Invece di rafforzare strutture esistenti, perché non valutare di adattarsi al sistema naturale, lavorando ad esempio per togliere o disperdere a monte i 30 m³/s di acqua che arrivano al fosso?

Ma nonostante il Comune abbia nei suoi “piani di indirizzo” la naturalizzazione dei fossi e abbia istituito un ufficio dedicato alla Transizione Ecologica, segua un Piano del Verde con il coinvolgimento di un’università di Macerata, e partecipi al programma LIFE A green net +(che ha visto investimenti significativi, anche economici, per la formazione proprio su queste tematiche), questi uffici e collaboratori non sono stati interpellati nella linea progettuale verso un approccio concertato e interdisciplinare. Perché?

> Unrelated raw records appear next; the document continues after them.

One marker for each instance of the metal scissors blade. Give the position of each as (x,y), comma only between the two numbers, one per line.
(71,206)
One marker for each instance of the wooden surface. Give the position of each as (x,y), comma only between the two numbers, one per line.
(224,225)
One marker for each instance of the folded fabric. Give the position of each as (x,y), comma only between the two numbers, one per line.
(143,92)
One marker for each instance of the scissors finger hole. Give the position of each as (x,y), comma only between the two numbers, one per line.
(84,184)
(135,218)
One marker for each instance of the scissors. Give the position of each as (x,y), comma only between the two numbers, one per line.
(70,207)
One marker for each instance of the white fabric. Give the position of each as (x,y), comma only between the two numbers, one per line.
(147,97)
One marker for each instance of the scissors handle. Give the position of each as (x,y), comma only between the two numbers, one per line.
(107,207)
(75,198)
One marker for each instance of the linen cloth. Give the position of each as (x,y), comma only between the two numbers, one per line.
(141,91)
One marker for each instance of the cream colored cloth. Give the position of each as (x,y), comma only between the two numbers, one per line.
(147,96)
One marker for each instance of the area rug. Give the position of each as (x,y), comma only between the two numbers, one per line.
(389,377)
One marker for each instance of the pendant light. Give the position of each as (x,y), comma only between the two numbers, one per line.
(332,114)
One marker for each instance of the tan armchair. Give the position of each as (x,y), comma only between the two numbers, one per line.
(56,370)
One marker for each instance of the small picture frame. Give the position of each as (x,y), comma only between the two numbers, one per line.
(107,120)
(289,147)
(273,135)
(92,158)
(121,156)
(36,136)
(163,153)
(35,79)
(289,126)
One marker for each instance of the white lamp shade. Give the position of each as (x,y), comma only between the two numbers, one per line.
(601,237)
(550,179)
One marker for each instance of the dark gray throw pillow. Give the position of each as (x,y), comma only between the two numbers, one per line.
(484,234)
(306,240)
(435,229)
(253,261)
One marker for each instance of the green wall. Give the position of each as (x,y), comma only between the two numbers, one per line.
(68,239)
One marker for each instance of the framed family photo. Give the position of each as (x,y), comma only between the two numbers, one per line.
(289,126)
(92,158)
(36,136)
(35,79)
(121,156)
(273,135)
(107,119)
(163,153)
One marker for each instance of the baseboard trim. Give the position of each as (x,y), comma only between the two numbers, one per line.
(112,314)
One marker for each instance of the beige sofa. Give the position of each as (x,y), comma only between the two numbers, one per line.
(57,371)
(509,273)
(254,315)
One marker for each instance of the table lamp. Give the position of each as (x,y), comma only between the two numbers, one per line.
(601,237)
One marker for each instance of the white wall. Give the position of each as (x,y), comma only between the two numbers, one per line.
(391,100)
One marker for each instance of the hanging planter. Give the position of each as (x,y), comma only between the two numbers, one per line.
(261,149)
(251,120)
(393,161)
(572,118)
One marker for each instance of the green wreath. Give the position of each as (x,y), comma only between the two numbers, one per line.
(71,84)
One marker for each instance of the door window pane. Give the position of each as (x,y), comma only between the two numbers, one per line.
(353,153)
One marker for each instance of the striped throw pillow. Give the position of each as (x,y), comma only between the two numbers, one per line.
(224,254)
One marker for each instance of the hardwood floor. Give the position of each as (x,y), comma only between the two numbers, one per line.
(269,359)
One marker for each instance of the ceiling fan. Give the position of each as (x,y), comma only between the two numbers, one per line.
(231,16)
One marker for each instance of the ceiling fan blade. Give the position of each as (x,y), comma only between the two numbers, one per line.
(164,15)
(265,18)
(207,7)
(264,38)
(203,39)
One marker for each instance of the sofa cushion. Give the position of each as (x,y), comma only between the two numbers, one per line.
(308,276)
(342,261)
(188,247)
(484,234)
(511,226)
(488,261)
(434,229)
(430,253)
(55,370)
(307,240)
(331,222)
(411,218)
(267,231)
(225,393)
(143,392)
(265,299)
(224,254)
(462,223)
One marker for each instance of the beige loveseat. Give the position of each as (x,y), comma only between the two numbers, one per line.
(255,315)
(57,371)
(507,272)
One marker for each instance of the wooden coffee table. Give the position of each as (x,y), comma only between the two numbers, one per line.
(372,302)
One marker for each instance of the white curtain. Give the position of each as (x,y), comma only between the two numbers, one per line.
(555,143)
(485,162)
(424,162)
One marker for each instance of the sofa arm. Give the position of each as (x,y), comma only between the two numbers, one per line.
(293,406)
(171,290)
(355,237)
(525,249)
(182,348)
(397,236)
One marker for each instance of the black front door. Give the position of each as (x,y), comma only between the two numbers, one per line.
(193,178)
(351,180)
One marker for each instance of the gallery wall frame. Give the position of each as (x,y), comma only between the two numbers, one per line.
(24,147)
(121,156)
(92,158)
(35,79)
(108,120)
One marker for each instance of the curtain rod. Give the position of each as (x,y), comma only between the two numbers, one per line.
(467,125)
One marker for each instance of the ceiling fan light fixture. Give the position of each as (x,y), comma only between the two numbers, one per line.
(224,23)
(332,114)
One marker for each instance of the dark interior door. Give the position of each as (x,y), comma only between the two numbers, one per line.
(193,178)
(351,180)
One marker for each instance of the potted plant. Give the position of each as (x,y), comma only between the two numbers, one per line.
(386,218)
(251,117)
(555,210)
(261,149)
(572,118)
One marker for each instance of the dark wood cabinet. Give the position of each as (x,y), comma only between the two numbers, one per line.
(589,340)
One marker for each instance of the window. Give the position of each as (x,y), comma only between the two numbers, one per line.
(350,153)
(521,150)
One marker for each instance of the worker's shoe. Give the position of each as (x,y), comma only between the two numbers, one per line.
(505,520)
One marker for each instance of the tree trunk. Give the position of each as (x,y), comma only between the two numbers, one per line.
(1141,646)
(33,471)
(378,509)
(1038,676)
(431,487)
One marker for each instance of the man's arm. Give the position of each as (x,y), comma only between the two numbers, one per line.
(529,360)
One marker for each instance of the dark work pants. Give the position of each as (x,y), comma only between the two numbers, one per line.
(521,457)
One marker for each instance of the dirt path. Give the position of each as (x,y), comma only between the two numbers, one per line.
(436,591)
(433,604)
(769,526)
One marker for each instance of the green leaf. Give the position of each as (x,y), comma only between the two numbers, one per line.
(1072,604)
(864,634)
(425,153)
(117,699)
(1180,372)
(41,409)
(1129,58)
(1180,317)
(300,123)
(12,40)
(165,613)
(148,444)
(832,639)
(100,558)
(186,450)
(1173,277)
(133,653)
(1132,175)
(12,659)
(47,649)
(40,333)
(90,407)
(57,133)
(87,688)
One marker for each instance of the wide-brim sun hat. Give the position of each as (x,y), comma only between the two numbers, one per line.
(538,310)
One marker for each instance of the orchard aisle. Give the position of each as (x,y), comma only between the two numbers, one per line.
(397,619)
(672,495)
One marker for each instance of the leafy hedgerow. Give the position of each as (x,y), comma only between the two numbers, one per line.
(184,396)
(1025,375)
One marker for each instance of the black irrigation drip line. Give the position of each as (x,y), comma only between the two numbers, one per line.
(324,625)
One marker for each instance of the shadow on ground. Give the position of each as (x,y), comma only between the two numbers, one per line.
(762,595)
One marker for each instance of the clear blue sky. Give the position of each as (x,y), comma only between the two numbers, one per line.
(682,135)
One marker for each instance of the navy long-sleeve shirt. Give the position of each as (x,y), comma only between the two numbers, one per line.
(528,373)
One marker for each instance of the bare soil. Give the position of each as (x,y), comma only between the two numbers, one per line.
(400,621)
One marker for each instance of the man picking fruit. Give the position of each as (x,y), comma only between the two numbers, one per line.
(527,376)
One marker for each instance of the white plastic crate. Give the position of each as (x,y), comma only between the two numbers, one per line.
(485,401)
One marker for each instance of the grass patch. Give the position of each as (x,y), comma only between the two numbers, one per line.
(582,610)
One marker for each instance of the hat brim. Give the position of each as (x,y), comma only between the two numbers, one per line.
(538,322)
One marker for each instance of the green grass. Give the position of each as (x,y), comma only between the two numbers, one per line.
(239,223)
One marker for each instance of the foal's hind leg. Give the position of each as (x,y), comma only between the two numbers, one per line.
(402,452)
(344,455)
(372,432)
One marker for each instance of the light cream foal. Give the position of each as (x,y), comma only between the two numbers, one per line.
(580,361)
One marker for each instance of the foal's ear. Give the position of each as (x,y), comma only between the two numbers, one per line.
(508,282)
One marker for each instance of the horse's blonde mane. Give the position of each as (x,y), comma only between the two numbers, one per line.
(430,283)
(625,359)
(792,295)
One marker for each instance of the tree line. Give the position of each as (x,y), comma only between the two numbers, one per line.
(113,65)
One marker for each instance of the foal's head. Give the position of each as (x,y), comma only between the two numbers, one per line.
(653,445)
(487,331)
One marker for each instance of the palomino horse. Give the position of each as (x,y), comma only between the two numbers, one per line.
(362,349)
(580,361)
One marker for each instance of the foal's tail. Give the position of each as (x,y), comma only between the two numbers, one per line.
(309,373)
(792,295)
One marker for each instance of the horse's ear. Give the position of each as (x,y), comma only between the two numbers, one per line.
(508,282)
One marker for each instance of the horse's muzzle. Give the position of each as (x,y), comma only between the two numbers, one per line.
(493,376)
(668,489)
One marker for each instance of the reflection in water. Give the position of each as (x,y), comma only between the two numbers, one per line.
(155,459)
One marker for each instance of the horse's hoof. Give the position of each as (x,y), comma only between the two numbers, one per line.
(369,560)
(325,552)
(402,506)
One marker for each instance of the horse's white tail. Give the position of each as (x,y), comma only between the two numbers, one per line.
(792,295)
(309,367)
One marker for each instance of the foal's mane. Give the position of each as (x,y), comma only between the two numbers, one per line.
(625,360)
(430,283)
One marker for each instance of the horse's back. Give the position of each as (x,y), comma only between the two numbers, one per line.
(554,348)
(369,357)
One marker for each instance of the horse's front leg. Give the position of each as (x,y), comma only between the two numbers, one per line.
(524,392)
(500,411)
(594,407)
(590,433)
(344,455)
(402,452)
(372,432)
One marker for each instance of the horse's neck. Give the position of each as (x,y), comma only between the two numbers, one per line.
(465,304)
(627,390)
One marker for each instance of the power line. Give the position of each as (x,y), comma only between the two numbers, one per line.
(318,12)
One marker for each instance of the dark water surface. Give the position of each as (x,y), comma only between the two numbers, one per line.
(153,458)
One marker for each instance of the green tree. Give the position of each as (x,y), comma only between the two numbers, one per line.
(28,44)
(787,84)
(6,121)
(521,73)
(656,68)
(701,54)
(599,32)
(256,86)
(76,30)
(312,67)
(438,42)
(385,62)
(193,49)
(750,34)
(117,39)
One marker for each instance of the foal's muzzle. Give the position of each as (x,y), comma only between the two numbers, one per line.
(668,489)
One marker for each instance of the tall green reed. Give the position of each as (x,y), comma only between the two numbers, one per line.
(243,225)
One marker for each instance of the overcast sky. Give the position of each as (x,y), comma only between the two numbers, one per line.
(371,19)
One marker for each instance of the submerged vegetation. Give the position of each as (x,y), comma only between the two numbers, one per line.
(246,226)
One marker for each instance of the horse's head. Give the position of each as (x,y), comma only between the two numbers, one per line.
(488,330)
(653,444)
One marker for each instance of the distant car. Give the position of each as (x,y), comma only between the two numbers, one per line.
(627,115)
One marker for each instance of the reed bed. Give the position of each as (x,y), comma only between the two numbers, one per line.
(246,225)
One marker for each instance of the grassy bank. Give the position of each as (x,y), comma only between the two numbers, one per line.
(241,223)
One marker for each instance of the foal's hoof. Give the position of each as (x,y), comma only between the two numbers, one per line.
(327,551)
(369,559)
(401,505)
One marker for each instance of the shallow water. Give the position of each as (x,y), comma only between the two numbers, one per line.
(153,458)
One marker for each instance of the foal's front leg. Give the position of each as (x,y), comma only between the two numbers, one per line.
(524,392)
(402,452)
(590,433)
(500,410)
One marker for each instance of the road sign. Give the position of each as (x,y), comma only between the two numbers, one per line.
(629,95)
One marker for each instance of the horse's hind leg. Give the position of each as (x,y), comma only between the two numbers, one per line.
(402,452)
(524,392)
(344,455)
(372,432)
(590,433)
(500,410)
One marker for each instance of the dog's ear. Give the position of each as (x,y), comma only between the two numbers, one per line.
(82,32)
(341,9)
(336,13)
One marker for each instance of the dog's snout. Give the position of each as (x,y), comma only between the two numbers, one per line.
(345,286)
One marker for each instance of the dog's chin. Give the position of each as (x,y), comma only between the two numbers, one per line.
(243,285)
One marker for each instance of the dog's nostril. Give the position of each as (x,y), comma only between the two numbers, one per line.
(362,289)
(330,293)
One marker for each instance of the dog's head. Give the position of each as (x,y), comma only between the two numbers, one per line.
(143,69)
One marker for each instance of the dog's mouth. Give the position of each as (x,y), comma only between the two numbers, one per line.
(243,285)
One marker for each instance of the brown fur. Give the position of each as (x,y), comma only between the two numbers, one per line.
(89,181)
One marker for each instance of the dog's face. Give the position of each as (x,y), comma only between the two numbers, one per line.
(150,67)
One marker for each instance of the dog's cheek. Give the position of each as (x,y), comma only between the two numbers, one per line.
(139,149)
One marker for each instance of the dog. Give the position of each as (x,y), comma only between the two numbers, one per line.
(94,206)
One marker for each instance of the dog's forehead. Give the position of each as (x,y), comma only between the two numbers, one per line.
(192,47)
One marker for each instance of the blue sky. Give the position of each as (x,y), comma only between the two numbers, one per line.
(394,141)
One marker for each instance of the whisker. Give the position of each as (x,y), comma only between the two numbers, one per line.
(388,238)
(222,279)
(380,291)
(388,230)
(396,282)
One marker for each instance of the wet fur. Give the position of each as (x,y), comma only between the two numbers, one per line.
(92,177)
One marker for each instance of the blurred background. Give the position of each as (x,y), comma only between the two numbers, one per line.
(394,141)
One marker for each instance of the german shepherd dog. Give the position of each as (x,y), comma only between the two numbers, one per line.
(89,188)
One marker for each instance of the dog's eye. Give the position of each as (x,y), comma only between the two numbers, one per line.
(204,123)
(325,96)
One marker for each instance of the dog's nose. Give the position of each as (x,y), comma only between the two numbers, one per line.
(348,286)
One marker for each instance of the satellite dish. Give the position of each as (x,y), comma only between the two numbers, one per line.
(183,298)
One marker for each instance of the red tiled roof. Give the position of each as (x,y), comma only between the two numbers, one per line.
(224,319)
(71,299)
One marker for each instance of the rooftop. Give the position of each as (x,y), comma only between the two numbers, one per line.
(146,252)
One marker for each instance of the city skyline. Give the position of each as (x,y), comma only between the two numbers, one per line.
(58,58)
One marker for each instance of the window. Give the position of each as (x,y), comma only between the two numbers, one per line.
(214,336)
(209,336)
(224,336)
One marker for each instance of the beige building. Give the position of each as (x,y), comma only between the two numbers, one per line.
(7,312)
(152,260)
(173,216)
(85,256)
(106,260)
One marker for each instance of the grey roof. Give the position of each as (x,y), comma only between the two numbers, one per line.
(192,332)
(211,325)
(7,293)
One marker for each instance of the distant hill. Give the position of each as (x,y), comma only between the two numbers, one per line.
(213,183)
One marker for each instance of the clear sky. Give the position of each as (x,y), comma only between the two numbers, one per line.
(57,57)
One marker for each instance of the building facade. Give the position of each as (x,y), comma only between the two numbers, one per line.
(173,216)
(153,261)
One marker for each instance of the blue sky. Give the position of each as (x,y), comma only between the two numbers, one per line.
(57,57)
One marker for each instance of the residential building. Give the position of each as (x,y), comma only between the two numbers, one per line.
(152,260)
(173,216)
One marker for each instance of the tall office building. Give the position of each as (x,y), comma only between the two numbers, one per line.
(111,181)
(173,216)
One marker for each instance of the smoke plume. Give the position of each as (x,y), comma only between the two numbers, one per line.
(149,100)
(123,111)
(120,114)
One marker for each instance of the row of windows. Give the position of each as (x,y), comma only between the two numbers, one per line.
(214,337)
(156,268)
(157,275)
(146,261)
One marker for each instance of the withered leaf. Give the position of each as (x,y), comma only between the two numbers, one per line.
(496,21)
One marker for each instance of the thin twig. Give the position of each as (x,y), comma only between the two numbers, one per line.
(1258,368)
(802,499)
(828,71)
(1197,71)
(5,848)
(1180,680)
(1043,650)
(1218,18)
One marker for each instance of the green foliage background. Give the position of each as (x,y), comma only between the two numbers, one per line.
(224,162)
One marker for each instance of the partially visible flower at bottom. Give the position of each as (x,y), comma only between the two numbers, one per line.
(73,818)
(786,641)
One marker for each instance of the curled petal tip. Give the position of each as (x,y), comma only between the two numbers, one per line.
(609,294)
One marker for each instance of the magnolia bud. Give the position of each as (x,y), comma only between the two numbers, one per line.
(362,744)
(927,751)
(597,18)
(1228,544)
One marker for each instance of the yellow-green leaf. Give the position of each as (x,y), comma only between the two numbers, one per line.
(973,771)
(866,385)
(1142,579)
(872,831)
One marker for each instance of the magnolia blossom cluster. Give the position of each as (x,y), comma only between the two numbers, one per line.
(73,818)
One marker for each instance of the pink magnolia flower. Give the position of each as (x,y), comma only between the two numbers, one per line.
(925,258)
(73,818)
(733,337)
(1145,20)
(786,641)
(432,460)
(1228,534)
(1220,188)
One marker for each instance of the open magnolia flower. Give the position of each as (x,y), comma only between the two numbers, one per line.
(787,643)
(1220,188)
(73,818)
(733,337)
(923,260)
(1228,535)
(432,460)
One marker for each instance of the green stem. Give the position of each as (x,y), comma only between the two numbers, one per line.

Sembra che ci siano due visioni totalmente differenti all’interno della stessa amministrazione e una chiusura a utilizzare le risorse e le consapevolezze già disponibili internamente. Viene quasi da pensare che l’ufficio di Transizione Ecologica, che non viene coinvolto in progetti cruciali come questo, esista solo per farsi belli nei convegni e nelle piazze. Lo strumento del Contratto di Fiume dovrebbe tra l’altro facilitare la concertazione intercomunale, necessaria con il Comune di Spoltore.

Una scelta politica cruciale – Spesso in questi casi ci si rifugia dichiarando che le scelte le fanno i tecnici, eppure diventa una scelta politica non utilizzare l’interdisciplinarietà e ignorare gli strumenti gia disponibili. Ignorare questo approccio non solo contraddice le linee guida dichiarate dal Comune, ma rappresenta anche una potenziale mancata opportunità per una soluzione più resiliente, ecologicamente sostenibile e capace di trasformare positivamente un’area periferica, adattandosi al futuro anziché replicare gli errori del passato che hanno portato alla situazione attuale.